As one of China’s key trade and investment partners, Australia’s economy is particularly sensitive to changes in China’s economic conditions. Irrespective of Australia’s own public policy settings, the developments we are seeing in China have the potential to further propel Australia’s own energy market transformation, as Australian businesses seek to remain globally competitive.
The transformation of Australia’s energy market sits at the heart of Australia’s climate mitigation challenge. In AGL’s view two fundamental imperatives will drive the sector’s transformation: decarbonisation and the centricity of customers’ unique preferences and expectations.
In light of our responsibility to our customers, investors and the broader community in which we operate, AGL has committed to playing a leading role in developing a pathway to a modern, decarbonised energy sector. As our Greenhouse Gas Policy elaborates, we have made a commitment to a range of measures, including the closure of all of our existing coal-fired power stations and continued investment in new renewable and near-zero emissions technologies.

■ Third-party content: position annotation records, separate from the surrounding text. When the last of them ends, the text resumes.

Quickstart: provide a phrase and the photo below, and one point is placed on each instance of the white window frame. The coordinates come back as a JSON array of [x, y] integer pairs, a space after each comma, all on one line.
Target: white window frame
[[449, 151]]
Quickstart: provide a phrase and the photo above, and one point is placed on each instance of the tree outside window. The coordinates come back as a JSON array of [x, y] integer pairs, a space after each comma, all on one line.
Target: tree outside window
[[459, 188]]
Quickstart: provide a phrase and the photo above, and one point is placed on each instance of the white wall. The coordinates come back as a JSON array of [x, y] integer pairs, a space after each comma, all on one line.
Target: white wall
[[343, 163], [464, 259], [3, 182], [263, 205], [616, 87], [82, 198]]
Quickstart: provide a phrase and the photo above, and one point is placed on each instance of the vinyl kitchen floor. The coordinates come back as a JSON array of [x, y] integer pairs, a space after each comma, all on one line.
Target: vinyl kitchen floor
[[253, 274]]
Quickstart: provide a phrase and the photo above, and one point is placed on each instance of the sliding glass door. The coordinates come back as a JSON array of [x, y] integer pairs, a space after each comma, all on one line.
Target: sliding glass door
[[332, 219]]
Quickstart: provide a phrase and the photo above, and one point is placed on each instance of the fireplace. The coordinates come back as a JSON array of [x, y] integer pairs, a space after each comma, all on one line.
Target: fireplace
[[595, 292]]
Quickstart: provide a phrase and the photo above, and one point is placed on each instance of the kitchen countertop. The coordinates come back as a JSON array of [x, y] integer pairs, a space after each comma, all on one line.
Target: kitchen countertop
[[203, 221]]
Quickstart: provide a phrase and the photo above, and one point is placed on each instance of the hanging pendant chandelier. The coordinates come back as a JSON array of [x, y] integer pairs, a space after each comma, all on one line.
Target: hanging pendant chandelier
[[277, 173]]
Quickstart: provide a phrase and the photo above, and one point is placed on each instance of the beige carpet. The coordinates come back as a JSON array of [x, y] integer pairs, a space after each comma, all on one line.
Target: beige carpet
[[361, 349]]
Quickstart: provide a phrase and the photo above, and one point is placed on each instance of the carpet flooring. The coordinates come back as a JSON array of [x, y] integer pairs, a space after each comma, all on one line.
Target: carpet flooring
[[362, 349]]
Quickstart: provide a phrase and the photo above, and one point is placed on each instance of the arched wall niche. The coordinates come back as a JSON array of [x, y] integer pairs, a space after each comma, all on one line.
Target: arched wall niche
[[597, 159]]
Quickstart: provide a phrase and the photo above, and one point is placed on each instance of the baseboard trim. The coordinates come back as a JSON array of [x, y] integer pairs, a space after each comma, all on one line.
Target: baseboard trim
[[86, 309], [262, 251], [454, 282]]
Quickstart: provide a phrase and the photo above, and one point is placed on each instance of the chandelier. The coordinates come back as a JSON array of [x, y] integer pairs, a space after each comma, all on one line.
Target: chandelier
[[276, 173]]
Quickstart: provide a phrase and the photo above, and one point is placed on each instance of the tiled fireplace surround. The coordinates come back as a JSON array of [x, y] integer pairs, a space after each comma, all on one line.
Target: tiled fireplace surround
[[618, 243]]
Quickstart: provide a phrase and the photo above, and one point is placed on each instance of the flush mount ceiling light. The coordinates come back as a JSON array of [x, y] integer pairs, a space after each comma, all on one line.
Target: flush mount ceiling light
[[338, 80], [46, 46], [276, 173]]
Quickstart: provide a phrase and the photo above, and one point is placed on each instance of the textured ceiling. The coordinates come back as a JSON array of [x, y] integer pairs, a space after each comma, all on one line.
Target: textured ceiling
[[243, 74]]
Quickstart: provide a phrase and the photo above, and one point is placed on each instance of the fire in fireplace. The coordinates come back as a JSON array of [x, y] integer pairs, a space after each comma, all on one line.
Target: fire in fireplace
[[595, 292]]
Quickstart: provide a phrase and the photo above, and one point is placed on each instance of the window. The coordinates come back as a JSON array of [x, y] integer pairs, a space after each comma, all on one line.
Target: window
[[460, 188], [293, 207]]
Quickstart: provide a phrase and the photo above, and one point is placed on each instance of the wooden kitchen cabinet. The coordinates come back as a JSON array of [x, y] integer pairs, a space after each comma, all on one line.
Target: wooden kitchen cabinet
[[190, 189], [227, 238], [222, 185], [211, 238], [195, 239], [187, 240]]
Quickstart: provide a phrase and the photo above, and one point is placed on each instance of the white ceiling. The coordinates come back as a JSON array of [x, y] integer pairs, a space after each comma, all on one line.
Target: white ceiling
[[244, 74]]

AGL also continues to take a market leading approach to our disclosure of climate risk. In August 2016, AGL released its Carbon Constrained Future report, which provides economic analysis of AGL’s operations within a carbon constrained future. This year we also intend to report in accordance with the recommendations of the Task Force on Climate Related Financial Disclosures (TCFD Recommendations). We consider that reporting against the TCFD Recommendations will assist our stakeholders to better understand the ways in which we are managing this issue to ensure a sustainable business into the future.
The importance of appropriate national policy settings
Nevertheless, the Australian energy sector cannot realise a low-carbon transition in isolation of government and public policy. Fundamentally, public policy settings should establish investment certainty in a carbon constrained future.
As we recently observed in the policy debate concerning the National Energy Guarantee,
Australia remains in serious need of a long-term carbon policy that drives investment in low-emissions sources and can steer the electricity sector smoothly through the process of replacing aging thermal plant with less emissions-intensive generation.
AGL also continues to advocate for the development of a functioning economy-wide carbon market to enable Australian businesses to optimise the cost of abatement while not slowing the necessary structural change in Australia’s economy.